Filing for divorce means a change in your primary spousal relationship. It also means big changes for the rest of your family.
If you have children with your ex, then you will need to create a custody plan that helps you work together as co-parents. If you can’t reach a settlement, then you will have to litigate and ask a judge to rule on custody for your family.
Before you start that process, you will first want to familiarize yourself with the terms used to describe custody in Virginia.
When people talk about custody, physical custody is often what they mean. It refers to being responsible for a child’s needs and having direct parenting time with them. Couples often want to share physical custody, although a 50/50 split is not always reasonable. Still, even those with demanding jobs can find a way to reliably be present for certain days with their children every month.

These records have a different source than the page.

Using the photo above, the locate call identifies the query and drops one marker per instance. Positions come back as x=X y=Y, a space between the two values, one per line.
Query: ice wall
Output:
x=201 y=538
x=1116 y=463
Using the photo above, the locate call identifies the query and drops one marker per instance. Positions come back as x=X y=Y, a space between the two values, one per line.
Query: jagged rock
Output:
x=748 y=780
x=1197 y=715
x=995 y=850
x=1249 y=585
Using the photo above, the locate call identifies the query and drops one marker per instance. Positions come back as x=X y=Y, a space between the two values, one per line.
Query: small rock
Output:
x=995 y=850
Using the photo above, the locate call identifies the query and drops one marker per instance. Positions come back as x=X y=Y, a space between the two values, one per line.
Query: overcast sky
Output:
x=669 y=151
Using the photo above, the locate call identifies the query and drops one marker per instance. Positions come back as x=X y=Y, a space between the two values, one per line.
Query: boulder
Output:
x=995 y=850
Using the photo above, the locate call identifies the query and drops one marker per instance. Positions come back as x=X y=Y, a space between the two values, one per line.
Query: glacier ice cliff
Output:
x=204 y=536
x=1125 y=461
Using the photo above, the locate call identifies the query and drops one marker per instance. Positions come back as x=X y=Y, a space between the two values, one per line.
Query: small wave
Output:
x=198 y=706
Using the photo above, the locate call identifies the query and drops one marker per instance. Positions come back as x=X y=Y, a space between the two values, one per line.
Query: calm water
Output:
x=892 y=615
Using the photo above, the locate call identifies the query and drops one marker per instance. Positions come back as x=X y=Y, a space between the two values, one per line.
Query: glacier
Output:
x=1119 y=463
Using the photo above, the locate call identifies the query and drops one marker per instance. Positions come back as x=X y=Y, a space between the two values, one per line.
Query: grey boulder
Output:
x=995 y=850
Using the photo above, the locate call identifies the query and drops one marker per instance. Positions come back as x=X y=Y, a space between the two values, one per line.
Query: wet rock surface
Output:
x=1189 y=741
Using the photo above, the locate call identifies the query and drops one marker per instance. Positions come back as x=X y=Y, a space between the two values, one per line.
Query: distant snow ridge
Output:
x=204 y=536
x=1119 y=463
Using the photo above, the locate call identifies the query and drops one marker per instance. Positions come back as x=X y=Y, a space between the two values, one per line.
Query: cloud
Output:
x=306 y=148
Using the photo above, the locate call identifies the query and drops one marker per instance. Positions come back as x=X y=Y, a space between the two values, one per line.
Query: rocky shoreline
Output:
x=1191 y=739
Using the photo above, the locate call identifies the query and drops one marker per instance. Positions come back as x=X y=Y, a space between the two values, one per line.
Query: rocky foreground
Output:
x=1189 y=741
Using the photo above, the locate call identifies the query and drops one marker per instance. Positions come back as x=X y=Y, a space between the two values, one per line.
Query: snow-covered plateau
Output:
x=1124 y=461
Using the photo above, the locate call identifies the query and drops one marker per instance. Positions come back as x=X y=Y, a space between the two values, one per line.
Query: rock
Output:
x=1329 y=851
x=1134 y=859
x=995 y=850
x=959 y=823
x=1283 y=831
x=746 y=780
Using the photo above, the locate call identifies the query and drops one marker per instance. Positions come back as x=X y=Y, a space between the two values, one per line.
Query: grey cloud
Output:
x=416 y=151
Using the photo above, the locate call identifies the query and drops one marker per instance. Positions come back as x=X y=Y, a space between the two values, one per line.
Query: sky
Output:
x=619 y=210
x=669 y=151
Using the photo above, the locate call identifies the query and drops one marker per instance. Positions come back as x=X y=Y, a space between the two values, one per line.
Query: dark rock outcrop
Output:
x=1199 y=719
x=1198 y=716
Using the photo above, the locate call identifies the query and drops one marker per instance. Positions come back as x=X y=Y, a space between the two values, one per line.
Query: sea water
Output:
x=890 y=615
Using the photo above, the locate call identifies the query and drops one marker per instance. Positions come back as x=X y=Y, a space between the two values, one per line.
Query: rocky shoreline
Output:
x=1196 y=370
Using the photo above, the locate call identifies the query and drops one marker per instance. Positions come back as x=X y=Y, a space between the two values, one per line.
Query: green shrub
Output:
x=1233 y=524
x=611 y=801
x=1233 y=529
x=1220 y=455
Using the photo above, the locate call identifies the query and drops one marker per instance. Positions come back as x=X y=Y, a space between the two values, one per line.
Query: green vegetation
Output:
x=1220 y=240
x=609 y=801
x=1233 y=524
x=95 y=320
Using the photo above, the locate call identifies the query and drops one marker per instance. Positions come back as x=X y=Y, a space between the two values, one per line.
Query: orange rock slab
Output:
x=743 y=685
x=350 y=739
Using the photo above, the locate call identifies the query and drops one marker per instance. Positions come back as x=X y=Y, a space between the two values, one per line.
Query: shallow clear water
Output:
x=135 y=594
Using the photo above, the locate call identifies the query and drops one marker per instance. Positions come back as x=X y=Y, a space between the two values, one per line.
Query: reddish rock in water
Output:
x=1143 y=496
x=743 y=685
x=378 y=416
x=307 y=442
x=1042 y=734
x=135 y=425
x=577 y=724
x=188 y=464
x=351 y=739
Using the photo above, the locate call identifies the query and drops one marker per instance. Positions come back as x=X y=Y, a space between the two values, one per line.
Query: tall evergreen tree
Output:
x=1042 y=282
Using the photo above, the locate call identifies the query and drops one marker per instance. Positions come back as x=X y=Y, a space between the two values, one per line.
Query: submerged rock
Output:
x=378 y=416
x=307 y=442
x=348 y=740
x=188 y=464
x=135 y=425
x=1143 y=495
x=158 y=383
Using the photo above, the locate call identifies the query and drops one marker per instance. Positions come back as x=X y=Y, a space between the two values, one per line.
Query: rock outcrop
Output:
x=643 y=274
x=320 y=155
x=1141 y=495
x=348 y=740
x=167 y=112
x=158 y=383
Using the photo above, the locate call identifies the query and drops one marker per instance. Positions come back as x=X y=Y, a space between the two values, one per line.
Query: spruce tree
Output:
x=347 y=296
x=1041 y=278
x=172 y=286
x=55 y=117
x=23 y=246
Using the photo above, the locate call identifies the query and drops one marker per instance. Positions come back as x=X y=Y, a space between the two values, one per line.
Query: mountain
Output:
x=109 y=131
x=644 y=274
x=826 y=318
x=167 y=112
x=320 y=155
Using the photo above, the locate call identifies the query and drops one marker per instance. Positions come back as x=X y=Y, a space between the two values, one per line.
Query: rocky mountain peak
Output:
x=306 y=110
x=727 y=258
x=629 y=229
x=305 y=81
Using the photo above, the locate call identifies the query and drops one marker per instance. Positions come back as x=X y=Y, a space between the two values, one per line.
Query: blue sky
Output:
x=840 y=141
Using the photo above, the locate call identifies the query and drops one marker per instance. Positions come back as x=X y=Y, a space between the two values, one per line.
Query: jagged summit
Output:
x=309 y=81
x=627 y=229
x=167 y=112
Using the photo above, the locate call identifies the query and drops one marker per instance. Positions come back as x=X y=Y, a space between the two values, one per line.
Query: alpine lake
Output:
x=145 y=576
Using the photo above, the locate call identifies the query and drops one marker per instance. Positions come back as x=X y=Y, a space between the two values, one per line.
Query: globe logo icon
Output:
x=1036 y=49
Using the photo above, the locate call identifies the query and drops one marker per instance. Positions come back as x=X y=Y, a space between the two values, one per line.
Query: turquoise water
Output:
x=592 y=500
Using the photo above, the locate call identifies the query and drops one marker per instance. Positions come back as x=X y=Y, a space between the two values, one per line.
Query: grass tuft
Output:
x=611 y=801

Legal custody is not a reference to the order entered by the family courts at the end of your divorce. Rather, it refers to decision-making authority granted to the parents of minor children.
If you hope to raise your children in your religious community or if you have specific wishes for their education, legal custody is particularly important. You need to have the right to play a role in the decision-making process for your preferences to matter in the lives of your children.
Joint and sole custody
People are often more familiar with these terms than with the terms legal and physical custody. Joint custody or shared custody involves both parents playing a role in the care and decision-making for a child. Sole custody means that only one parent has those rights and responsibilities.
Your family circumstances will directly influence your custody negotiations or the outcome of litigation. At every step in the process, the best interests of your children should be the most important consideration.
Sometimes, parents share physical custody but not legal custody. Other times, they share or don’t share both kinds of custody. Thinking about your family and wishes for your children can help you establish realistic expectations for your Virginia custody case.